A medida ganha importância porque, em situações de violência, nem sempre a vítima consegue fazer uma ligação, explicar onde está ou pedir ajuda de maneira convencional. Com o sistema, o acionamento de emergência pode transmitir automaticamente a localização da mulher às forças de segurança.

Inclusão pode ocorrer diretamente pela delegacia

Uma das principais mudanças está na possibilidade de ingresso pela via administrativa, após o registro do boletim de ocorrência.

Nesses casos, a autoridade policial avalia a situação de risco. Se os critérios forem atendidos, a mulher pode ser incluída no programa sem precisar aguardar previamente uma decisão judicial.

O cadastro é realizado no Sistema de Proteção à Pessoa (SPP).

A alternativa amplia as possibilidades de proteção justamente para situações em que a urgência exige uma resposta mais rápida.

Onde o serviço está disponível

O atendimento pode ser encontrado nas duas unidades da Delegacia Especial de Atendimento à Mulher — Deam I e Deam II — e em delegacias de diferentes regiões administrativas do DF:

  • 6ª DP — Paranoá

  • 8ª DP — Estrutural

  • 16ª DP — Planaltina

  • 18ª DP — Brazlândia

  • 20ª DP — Gama

  • 21ª DP — Taguatinga Sul

  • 26ª DP — Samambaia

  • 27ª DP — Recanto das Emas

  • 30ª DP — São Sebastião

  • 33ª DP — Santa Maria

  • 35ª DP — Sobradinho

Assim, a mulher que procura uma dessas unidades pode registrar a ocorrência e passar pela avaliação de risco realizada pela autoridade policial.
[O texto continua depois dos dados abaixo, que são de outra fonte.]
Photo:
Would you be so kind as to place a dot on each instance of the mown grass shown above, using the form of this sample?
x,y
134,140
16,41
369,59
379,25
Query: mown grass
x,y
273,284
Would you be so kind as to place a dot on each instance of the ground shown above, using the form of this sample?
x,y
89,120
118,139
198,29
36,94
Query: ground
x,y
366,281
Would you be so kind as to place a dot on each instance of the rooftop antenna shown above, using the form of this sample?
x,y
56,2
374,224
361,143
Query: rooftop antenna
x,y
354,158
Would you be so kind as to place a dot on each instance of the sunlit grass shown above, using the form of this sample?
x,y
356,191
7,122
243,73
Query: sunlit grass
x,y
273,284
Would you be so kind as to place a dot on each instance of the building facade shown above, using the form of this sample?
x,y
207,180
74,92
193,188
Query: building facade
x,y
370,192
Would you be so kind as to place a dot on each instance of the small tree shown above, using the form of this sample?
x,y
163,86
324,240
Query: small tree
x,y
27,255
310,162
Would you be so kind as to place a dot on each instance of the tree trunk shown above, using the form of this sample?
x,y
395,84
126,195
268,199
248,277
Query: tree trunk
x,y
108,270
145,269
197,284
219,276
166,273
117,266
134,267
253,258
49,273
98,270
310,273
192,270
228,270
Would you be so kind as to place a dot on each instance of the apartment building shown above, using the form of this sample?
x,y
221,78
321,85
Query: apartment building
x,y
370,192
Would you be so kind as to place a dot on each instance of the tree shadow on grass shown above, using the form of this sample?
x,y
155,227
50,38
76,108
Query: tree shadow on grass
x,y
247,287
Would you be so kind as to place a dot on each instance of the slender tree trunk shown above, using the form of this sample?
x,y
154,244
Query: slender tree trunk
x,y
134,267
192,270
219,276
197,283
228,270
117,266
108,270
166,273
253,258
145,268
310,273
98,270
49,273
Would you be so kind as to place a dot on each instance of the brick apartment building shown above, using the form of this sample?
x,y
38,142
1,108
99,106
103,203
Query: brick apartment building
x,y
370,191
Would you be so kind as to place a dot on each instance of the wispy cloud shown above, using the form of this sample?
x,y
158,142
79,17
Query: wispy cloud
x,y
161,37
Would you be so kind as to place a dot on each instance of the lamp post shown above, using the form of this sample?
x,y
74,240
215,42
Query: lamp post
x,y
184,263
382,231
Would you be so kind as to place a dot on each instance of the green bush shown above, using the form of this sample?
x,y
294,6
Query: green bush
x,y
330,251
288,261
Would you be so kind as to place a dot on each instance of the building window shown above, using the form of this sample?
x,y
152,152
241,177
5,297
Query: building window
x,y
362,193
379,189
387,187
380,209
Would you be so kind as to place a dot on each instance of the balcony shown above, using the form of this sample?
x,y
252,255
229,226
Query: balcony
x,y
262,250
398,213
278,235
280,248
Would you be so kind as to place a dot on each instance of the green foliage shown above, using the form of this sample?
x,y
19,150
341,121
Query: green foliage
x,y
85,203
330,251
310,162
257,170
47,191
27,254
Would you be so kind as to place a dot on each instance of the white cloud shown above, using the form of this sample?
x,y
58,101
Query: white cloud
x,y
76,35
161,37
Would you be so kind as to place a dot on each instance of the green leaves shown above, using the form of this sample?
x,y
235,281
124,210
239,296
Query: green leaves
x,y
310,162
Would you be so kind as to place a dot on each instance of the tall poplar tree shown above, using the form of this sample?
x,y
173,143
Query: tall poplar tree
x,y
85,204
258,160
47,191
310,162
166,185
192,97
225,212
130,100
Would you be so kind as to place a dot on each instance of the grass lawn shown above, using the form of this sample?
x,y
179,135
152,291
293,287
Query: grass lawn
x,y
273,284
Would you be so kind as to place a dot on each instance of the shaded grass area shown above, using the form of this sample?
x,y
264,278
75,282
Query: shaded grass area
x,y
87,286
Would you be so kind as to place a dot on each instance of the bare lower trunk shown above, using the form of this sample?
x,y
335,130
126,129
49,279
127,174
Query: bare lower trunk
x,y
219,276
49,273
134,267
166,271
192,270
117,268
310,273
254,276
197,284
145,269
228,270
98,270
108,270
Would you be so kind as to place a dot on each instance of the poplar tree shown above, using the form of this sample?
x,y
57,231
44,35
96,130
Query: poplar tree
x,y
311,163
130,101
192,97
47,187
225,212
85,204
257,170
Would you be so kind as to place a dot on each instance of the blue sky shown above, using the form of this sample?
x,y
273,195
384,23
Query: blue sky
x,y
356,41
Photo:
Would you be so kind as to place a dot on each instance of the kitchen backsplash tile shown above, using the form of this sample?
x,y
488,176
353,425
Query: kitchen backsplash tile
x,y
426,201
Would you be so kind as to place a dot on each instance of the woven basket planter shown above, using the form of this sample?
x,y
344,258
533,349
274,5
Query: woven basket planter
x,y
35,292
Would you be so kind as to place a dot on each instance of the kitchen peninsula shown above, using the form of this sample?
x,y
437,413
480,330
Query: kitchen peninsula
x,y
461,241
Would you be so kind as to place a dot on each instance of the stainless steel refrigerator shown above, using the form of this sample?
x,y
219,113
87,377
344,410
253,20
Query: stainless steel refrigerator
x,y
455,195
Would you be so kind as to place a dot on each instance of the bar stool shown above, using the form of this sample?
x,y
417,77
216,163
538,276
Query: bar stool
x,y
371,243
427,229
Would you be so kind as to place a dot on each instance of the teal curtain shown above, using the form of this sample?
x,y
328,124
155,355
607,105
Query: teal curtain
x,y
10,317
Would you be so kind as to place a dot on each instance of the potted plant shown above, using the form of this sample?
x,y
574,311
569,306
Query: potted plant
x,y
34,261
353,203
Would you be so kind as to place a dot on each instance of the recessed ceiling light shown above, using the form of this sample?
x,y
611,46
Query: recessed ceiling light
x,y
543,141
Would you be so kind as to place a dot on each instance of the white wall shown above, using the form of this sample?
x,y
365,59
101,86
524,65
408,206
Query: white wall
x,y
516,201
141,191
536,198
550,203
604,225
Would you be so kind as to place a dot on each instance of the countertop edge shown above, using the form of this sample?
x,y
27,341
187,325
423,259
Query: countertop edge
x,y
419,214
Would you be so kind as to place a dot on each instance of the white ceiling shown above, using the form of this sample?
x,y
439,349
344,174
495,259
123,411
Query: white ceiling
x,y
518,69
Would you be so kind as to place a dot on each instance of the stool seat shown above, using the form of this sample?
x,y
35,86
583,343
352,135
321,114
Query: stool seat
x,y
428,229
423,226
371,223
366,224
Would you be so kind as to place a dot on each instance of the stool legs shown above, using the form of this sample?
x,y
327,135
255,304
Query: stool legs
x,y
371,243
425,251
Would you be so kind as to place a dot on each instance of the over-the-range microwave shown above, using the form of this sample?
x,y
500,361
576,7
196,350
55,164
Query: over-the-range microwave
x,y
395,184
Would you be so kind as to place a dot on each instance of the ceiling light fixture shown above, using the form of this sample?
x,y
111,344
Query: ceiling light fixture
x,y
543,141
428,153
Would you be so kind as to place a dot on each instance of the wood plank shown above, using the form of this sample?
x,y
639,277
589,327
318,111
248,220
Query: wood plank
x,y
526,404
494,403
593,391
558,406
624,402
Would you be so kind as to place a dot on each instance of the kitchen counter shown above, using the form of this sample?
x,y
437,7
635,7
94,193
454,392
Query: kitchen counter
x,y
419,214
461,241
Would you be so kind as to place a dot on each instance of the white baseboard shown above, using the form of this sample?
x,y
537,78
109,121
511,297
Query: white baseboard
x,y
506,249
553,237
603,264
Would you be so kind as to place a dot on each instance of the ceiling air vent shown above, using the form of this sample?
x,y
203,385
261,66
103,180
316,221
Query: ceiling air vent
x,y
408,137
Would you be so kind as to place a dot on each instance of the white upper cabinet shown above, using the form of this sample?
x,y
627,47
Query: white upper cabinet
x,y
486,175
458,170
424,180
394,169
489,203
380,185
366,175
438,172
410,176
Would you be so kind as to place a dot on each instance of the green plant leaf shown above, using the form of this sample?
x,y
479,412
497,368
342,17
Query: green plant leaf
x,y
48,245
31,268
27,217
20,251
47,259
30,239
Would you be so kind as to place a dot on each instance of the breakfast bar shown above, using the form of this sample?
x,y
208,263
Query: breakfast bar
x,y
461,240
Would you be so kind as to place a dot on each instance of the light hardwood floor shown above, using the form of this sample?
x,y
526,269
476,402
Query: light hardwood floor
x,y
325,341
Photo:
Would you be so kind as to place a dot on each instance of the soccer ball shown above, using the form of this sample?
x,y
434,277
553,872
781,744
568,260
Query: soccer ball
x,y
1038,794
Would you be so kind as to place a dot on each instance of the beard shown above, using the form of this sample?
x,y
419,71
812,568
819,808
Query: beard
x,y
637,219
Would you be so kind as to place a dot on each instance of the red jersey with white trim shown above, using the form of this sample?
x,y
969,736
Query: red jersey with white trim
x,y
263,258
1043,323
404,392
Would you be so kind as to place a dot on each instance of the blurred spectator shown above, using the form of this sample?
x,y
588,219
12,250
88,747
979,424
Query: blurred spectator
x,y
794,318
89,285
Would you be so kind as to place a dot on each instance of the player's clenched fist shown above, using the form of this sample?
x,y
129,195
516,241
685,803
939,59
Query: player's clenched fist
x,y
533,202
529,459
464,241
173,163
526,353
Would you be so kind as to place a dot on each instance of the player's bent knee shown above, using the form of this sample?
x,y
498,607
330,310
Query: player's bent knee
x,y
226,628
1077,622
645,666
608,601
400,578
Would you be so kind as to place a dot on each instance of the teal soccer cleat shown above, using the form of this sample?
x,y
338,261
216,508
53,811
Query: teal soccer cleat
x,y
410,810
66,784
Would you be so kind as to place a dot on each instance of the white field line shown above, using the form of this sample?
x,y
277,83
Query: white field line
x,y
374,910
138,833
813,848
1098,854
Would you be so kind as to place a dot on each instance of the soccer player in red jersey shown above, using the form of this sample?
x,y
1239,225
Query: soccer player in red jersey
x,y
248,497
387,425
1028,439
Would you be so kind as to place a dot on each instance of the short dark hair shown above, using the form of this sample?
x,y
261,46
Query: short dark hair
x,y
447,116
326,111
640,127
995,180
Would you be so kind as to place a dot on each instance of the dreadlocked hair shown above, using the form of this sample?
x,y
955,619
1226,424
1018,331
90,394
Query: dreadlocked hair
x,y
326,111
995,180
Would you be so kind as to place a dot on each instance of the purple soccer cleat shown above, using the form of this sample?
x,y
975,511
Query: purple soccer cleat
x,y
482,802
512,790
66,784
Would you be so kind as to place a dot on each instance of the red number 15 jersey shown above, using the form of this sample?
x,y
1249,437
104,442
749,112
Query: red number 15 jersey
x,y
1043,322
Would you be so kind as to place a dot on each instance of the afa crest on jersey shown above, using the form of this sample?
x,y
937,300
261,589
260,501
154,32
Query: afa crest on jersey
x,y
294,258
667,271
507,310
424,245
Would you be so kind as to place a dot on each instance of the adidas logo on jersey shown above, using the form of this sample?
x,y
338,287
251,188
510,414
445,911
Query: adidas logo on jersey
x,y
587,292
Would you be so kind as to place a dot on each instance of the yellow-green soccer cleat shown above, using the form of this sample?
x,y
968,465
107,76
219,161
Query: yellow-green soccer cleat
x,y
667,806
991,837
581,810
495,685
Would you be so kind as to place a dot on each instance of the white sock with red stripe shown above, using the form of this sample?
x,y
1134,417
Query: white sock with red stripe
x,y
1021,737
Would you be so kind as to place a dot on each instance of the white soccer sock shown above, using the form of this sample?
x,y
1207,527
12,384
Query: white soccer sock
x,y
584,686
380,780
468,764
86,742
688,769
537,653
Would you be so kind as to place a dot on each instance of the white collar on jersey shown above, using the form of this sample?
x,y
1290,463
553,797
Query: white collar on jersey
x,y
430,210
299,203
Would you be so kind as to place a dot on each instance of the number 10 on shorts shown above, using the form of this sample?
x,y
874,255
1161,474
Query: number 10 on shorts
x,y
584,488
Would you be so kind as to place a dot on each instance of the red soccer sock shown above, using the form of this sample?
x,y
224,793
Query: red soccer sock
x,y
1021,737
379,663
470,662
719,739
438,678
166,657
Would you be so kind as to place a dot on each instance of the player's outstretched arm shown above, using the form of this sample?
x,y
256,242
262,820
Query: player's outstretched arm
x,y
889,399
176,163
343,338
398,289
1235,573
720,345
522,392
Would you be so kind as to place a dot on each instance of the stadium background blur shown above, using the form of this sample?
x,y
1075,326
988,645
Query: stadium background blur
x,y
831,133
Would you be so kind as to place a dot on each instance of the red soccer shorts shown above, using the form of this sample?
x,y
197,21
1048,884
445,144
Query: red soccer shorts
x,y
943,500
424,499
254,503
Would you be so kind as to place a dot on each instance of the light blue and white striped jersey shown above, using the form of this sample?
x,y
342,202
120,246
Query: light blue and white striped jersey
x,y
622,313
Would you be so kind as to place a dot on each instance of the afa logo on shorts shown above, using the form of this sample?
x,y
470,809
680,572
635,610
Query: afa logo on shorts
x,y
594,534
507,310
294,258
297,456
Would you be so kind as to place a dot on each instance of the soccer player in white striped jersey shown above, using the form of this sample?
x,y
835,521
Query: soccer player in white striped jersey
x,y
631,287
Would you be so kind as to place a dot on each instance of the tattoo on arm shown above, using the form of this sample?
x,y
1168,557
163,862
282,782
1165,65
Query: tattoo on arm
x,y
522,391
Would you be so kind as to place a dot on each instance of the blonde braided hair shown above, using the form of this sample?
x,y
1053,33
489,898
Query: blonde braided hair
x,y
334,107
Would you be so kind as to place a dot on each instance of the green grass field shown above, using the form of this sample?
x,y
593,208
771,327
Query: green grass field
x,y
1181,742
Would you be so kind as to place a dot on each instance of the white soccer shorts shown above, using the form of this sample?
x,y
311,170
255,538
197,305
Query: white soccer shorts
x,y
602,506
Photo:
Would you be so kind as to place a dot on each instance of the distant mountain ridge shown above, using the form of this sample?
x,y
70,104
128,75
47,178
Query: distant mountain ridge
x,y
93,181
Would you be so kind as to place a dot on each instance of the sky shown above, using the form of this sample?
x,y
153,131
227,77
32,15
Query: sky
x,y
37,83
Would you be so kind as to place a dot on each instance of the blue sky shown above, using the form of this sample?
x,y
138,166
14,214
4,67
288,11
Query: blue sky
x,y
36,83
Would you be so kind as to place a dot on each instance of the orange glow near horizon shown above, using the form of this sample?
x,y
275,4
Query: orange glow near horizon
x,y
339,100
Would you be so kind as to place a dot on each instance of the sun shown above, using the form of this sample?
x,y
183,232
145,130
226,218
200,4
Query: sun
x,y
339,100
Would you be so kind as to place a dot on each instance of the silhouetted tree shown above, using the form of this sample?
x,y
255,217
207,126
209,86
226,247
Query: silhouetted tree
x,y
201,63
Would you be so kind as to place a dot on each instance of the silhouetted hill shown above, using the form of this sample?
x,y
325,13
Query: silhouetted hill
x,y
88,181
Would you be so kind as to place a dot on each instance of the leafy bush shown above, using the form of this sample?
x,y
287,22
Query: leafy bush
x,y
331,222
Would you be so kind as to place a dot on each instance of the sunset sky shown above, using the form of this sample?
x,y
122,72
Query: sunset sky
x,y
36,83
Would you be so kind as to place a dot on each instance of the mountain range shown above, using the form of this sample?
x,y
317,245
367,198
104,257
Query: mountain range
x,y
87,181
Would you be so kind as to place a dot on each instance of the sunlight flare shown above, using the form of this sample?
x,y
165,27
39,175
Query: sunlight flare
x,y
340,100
Como funciona a proteção pelo celular

Depois da inclusão no programa, a assistida pode utilizar o Viva Flor, aplicativo instalado no próprio celular.

Para mulheres que não possuem aparelho ou pacote de dados, existe ainda a possibilidade de disponibilização de um dispositivo móvel de proteção, um smartphone adaptado especificamente para essa finalidade.

Em uma situação de emergência, a mulher aciona o botão de socorro.

A partir daí, sua localização é enviada por georreferenciamento ao Centro de Operações da Polícia Militar do Distrito Federal (Copom).

A central recebe o alerta, verifica a situação e inicia o fluxo de atendimento. A ocorrência é gerada e as equipes policiais são direcionadas ao local indicado pelo sistema.

Tecnologia pode fazer diferença em momentos críticos

Um dos pontos mais importantes da ferramenta é justamente a transmissão da localização.

Em uma situação de ameaça, a vítima pode estar assustada, sob pressão ou impossibilitada de informar verbalmente onde se encontra. O georreferenciamento permite que a equipe policial tenha uma referência da localização no momento do acionamento.

Isso transforma o celular em uma ferramenta adicional dentro da estratégia de proteção.

Também existe o encaminhamento pela Justiça

A inclusão no programa não acontece somente pela via administrativa.

Outra possibilidade é o encaminhamento pelo sistema de Justiça, a partir de uma Medida Protetiva de Urgência (MPU) vigente. Nesse caso, o ingresso ocorre por encaminhamento dos juizados, utilizando o Processo Judicial Eletrônico (PJe).

Na prática, existem, portanto, dois caminhos para a proteção: a inclusão administrativa realizada após avaliação policial da situação de risco e o encaminhamento decorrente de uma medida protetiva vigente.

Um recurso de proteção, não substituto da rede de atendimento

O aplicativo representa uma ferramenta adicional para mulheres que enfrentam situações graves de violência, mas está inserido em uma rede mais ampla de proteção e atendimento.

O ponto central é que a tecnologia funciona como um mecanismo para facilitar o pedido de socorro e agilizar a localização da vítima quando houver uma situação de emergência.

A iniciativa também reforça uma mudança importante na forma de lidar com a violência doméstica: além da resposta depois que o crime acontece, mecanismos de proteção precisam permitir uma atuação rápida diante do risco.

Para mulheres que estejam em situação de violência, conhecer os mecanismos disponíveis pode ser um passo importante para buscar ajuda e construir uma estratégia de proteção.